FULL STORY An apparent clerical error led Huron County Sheriff’s deputies to mistakenly arrest a former BGSU Firelands professor and haul him off to jail.
A sheriff’s dispatcher recorded a court summons as an arrest warrant, which prompted the two deputies on Sunday afternoon to arrest Patrick Saunders, 62, at his Laylin Road home in Norwalk, Huron County Sheriff Dane Howard said.
“We’re looking at an internal investigation,” Howard said. “There will likely be some disciplinary action.”
The dispatcher was a fill-in for another dispatcher who was on vacation, Howard said, adding that a preliminary review indicates the two deputies did nothing wrong, since they were acting on instructions.
John Allton, Saunders’ attorney, said Howard called him after the arrest and offered his apologies.
“I was told the mistake was due to a clerical error internal to the sheriff’s department,” Allton said.
A Huron County grand jury last week secretly indicted Saunders on charges of carrying a concealed weapon and improper handling of a firearm. The charges stem from an October incident where a Huron County deputy found a handgun in a saddlebag on Saunders’ motorcycle.
When the indictment paperwork went from court to the sheriff’s office, no one noted that Saunders was to receive a summons to appear in court, rather than being arrested.
The two deputies showed up at Saunders’ house and — according to Allton — barged into his home, past his wife, arrested him and hauled him off to the Huron County jail.
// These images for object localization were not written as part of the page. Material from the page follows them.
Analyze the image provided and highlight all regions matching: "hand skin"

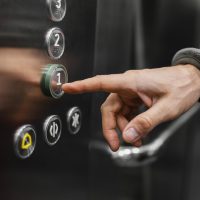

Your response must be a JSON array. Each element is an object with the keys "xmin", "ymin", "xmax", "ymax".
[{"xmin": 62, "ymin": 65, "xmax": 200, "ymax": 151}]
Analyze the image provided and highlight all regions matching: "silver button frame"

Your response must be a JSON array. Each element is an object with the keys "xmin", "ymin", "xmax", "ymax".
[
  {"xmin": 66, "ymin": 107, "xmax": 82, "ymax": 135},
  {"xmin": 41, "ymin": 64, "xmax": 68, "ymax": 99},
  {"xmin": 45, "ymin": 27, "xmax": 65, "ymax": 60},
  {"xmin": 13, "ymin": 125, "xmax": 37, "ymax": 159},
  {"xmin": 46, "ymin": 0, "xmax": 67, "ymax": 22},
  {"xmin": 43, "ymin": 115, "xmax": 62, "ymax": 146}
]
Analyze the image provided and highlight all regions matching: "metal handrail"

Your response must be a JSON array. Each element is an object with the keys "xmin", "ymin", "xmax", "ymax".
[{"xmin": 90, "ymin": 104, "xmax": 200, "ymax": 167}]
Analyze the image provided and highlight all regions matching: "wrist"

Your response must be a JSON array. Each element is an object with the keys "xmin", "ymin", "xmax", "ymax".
[
  {"xmin": 172, "ymin": 48, "xmax": 200, "ymax": 101},
  {"xmin": 183, "ymin": 64, "xmax": 200, "ymax": 99}
]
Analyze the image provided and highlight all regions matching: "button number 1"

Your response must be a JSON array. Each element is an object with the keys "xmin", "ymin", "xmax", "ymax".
[{"xmin": 57, "ymin": 72, "xmax": 61, "ymax": 86}]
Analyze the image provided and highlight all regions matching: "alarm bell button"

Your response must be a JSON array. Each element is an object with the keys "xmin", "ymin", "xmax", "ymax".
[
  {"xmin": 21, "ymin": 133, "xmax": 32, "ymax": 150},
  {"xmin": 14, "ymin": 125, "xmax": 36, "ymax": 159}
]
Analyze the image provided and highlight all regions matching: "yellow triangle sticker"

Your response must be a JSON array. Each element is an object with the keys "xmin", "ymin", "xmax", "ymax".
[{"xmin": 21, "ymin": 133, "xmax": 32, "ymax": 150}]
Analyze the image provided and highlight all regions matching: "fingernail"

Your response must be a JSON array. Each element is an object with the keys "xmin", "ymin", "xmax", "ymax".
[{"xmin": 124, "ymin": 128, "xmax": 140, "ymax": 142}]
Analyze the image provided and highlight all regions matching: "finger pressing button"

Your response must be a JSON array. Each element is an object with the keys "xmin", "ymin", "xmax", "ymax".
[{"xmin": 40, "ymin": 64, "xmax": 68, "ymax": 99}]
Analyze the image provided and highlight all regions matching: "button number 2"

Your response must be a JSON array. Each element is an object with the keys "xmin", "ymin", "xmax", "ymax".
[{"xmin": 54, "ymin": 33, "xmax": 60, "ymax": 47}]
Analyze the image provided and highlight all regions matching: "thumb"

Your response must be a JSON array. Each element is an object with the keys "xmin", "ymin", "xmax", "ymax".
[{"xmin": 122, "ymin": 99, "xmax": 169, "ymax": 144}]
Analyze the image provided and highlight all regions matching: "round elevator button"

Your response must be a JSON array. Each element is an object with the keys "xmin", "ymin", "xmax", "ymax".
[
  {"xmin": 40, "ymin": 64, "xmax": 68, "ymax": 99},
  {"xmin": 43, "ymin": 115, "xmax": 62, "ymax": 146},
  {"xmin": 47, "ymin": 0, "xmax": 67, "ymax": 22},
  {"xmin": 14, "ymin": 125, "xmax": 36, "ymax": 159},
  {"xmin": 66, "ymin": 107, "xmax": 82, "ymax": 135},
  {"xmin": 45, "ymin": 27, "xmax": 65, "ymax": 60}
]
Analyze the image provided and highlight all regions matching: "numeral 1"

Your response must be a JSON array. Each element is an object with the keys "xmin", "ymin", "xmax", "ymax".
[{"xmin": 57, "ymin": 72, "xmax": 61, "ymax": 86}]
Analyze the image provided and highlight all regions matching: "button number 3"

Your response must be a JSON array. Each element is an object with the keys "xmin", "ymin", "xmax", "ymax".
[{"xmin": 56, "ymin": 0, "xmax": 61, "ymax": 9}]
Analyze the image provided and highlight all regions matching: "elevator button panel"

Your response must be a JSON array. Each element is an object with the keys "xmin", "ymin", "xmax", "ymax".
[
  {"xmin": 47, "ymin": 0, "xmax": 67, "ymax": 22},
  {"xmin": 45, "ymin": 27, "xmax": 65, "ymax": 60},
  {"xmin": 67, "ymin": 107, "xmax": 82, "ymax": 135},
  {"xmin": 41, "ymin": 64, "xmax": 68, "ymax": 99},
  {"xmin": 43, "ymin": 115, "xmax": 62, "ymax": 146},
  {"xmin": 14, "ymin": 125, "xmax": 36, "ymax": 159}
]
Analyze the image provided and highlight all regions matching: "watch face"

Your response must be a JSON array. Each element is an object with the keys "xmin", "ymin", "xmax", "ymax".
[
  {"xmin": 40, "ymin": 64, "xmax": 68, "ymax": 99},
  {"xmin": 47, "ymin": 0, "xmax": 67, "ymax": 22},
  {"xmin": 46, "ymin": 27, "xmax": 65, "ymax": 60}
]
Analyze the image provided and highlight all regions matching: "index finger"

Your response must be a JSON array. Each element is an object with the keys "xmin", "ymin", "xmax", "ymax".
[{"xmin": 62, "ymin": 74, "xmax": 127, "ymax": 94}]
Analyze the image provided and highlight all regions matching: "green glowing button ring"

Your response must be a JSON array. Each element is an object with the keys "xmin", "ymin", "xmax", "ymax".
[{"xmin": 40, "ymin": 64, "xmax": 68, "ymax": 99}]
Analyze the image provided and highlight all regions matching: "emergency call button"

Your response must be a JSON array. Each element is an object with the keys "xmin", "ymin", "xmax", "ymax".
[
  {"xmin": 40, "ymin": 64, "xmax": 68, "ymax": 99},
  {"xmin": 14, "ymin": 125, "xmax": 36, "ymax": 159},
  {"xmin": 43, "ymin": 115, "xmax": 62, "ymax": 146}
]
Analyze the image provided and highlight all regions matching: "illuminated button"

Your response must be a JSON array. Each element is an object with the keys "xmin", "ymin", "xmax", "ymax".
[
  {"xmin": 47, "ymin": 0, "xmax": 67, "ymax": 22},
  {"xmin": 45, "ymin": 27, "xmax": 65, "ymax": 60},
  {"xmin": 40, "ymin": 64, "xmax": 68, "ymax": 99},
  {"xmin": 14, "ymin": 125, "xmax": 36, "ymax": 159},
  {"xmin": 43, "ymin": 115, "xmax": 62, "ymax": 146},
  {"xmin": 66, "ymin": 107, "xmax": 82, "ymax": 135}
]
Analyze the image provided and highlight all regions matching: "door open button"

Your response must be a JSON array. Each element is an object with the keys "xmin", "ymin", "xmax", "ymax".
[{"xmin": 43, "ymin": 115, "xmax": 62, "ymax": 146}]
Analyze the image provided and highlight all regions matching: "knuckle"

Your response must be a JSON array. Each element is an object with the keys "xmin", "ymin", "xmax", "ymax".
[
  {"xmin": 124, "ymin": 70, "xmax": 133, "ymax": 75},
  {"xmin": 124, "ymin": 70, "xmax": 138, "ymax": 77},
  {"xmin": 94, "ymin": 75, "xmax": 103, "ymax": 90},
  {"xmin": 101, "ymin": 94, "xmax": 122, "ymax": 113},
  {"xmin": 123, "ymin": 70, "xmax": 138, "ymax": 89},
  {"xmin": 95, "ymin": 75, "xmax": 102, "ymax": 79},
  {"xmin": 100, "ymin": 103, "xmax": 106, "ymax": 113},
  {"xmin": 104, "ymin": 132, "xmax": 117, "ymax": 141},
  {"xmin": 134, "ymin": 115, "xmax": 153, "ymax": 133},
  {"xmin": 100, "ymin": 100, "xmax": 112, "ymax": 113}
]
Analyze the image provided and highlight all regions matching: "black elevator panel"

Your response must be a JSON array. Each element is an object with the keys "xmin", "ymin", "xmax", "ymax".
[{"xmin": 0, "ymin": 1, "xmax": 97, "ymax": 200}]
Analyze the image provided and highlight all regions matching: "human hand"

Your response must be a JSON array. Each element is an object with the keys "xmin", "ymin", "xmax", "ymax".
[
  {"xmin": 0, "ymin": 48, "xmax": 50, "ymax": 123},
  {"xmin": 62, "ymin": 65, "xmax": 200, "ymax": 151}
]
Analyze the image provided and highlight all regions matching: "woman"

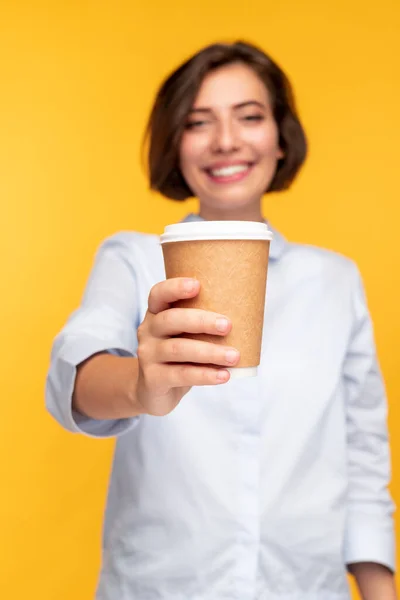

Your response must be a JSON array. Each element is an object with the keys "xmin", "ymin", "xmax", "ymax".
[{"xmin": 46, "ymin": 41, "xmax": 396, "ymax": 599}]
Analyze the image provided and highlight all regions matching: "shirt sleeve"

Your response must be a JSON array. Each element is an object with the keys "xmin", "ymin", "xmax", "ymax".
[
  {"xmin": 343, "ymin": 264, "xmax": 396, "ymax": 571},
  {"xmin": 45, "ymin": 233, "xmax": 143, "ymax": 438}
]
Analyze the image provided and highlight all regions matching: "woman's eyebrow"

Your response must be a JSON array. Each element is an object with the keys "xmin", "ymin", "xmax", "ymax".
[
  {"xmin": 233, "ymin": 100, "xmax": 266, "ymax": 110},
  {"xmin": 189, "ymin": 100, "xmax": 266, "ymax": 114}
]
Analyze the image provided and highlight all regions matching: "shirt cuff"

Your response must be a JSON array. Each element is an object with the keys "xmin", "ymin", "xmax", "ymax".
[
  {"xmin": 344, "ymin": 512, "xmax": 396, "ymax": 572},
  {"xmin": 46, "ymin": 335, "xmax": 139, "ymax": 438}
]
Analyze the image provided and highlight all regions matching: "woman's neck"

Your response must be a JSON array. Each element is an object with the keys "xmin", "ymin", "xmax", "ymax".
[{"xmin": 198, "ymin": 203, "xmax": 264, "ymax": 223}]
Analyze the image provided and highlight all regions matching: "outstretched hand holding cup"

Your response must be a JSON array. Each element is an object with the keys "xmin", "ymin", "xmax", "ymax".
[
  {"xmin": 135, "ymin": 275, "xmax": 241, "ymax": 416},
  {"xmin": 135, "ymin": 220, "xmax": 272, "ymax": 417}
]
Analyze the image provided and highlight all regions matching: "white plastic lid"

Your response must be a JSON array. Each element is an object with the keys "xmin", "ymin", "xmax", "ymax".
[{"xmin": 160, "ymin": 220, "xmax": 273, "ymax": 244}]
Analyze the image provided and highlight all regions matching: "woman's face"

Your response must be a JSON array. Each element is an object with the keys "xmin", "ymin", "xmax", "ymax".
[{"xmin": 179, "ymin": 62, "xmax": 283, "ymax": 218}]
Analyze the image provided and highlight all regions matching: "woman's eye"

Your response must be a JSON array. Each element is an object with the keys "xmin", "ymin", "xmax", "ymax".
[
  {"xmin": 185, "ymin": 120, "xmax": 208, "ymax": 130},
  {"xmin": 242, "ymin": 114, "xmax": 264, "ymax": 122}
]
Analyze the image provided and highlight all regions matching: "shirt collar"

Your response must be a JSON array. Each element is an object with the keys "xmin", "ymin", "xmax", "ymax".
[{"xmin": 181, "ymin": 213, "xmax": 286, "ymax": 261}]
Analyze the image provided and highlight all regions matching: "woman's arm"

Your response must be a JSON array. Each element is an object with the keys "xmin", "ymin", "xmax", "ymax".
[
  {"xmin": 72, "ymin": 352, "xmax": 144, "ymax": 419},
  {"xmin": 343, "ymin": 264, "xmax": 396, "ymax": 586},
  {"xmin": 46, "ymin": 233, "xmax": 144, "ymax": 437},
  {"xmin": 349, "ymin": 562, "xmax": 397, "ymax": 600}
]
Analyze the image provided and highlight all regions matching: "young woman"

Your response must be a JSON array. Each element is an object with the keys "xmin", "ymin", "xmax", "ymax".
[{"xmin": 46, "ymin": 41, "xmax": 396, "ymax": 599}]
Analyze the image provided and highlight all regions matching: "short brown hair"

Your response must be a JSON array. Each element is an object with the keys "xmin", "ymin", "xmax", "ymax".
[{"xmin": 144, "ymin": 41, "xmax": 307, "ymax": 200}]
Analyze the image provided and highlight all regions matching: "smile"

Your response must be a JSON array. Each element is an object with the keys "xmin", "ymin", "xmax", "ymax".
[{"xmin": 205, "ymin": 163, "xmax": 254, "ymax": 183}]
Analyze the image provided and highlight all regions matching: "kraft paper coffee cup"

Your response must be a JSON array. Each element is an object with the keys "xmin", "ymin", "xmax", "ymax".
[{"xmin": 160, "ymin": 220, "xmax": 273, "ymax": 379}]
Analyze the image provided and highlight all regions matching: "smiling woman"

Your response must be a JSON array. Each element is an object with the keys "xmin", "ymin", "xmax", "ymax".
[
  {"xmin": 179, "ymin": 64, "xmax": 284, "ymax": 221},
  {"xmin": 46, "ymin": 40, "xmax": 397, "ymax": 600},
  {"xmin": 144, "ymin": 41, "xmax": 307, "ymax": 214}
]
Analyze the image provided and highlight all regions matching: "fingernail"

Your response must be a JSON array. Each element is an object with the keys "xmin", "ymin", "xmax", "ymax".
[
  {"xmin": 216, "ymin": 317, "xmax": 229, "ymax": 332},
  {"xmin": 217, "ymin": 370, "xmax": 229, "ymax": 382},
  {"xmin": 183, "ymin": 279, "xmax": 196, "ymax": 292},
  {"xmin": 225, "ymin": 349, "xmax": 239, "ymax": 364}
]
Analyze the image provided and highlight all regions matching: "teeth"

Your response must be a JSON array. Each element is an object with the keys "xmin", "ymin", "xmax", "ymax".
[{"xmin": 211, "ymin": 164, "xmax": 249, "ymax": 177}]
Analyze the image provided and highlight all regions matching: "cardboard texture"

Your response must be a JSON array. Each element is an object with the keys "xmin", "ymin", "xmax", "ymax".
[{"xmin": 162, "ymin": 239, "xmax": 270, "ymax": 367}]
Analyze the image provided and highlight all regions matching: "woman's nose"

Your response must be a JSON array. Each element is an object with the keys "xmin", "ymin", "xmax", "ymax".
[{"xmin": 212, "ymin": 120, "xmax": 241, "ymax": 154}]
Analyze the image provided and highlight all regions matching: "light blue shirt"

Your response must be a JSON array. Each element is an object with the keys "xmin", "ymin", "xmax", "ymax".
[{"xmin": 46, "ymin": 214, "xmax": 395, "ymax": 600}]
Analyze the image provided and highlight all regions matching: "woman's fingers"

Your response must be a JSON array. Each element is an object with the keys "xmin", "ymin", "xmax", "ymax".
[
  {"xmin": 148, "ymin": 278, "xmax": 200, "ymax": 314},
  {"xmin": 140, "ymin": 277, "xmax": 237, "ymax": 399},
  {"xmin": 151, "ymin": 308, "xmax": 232, "ymax": 338},
  {"xmin": 158, "ymin": 337, "xmax": 240, "ymax": 367},
  {"xmin": 158, "ymin": 363, "xmax": 231, "ymax": 387}
]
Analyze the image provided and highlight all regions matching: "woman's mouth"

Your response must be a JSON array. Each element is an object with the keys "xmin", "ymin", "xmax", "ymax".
[{"xmin": 205, "ymin": 162, "xmax": 254, "ymax": 184}]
For his part, Saunders “calmly” went through the booking process, Allton said.
“It ruined Pat’s day and it ruined my day,” Allton said. “I was furious. I went out for a walk and came back even more furious. When something happens, I chew on it until I figure it out.
“I was really chewing on that one,” Allton said. “I just didn’t understand it.”
Allton said Saunders kept cool during the arrest.
“He just let them do their thing,” Allton said. “With all the media coverage, people think (Saunders) is the devil. He’s not. He’s just a character.”
Allton said he started making some phone calls Sunday after the arrest, but Saunders soon walked through his front door.
“I thought I was seeing a ghost,” Allton said. “I said ‘How did you get out?’”
Saunders told Allton he asked to see the arrest warrant when he arrived at jail. The paperwork didn’t authorize his arrest — rather, it was a summons to appear in court.
Jail employees quickly saw the mistake and released Saunders, Allton said.
The deputies who arrested Saunders never actually received paperwork — they were verbally ordered to make the arrest, he said.
Howard said he’s still reviewing the incident, but the mistake appears to be the dispatcher’s.
The Sandusky County prosecutor’s office has been assigned special prosecutor in the Huron County case.
Saunders had two run-ins with deputies last month. Erie County deputies charged him with carrying a concealed weapon and aggravated menacing after he allegedly used a knife to threaten a co-worker at BGSU Firelands.
On Oct. 22 he pleaded no contest in the Erie County case and received a reduced charge of inducing panic. He was sentenced to a 180-day jail term, but it was suspended on condition he abide by the law for two years.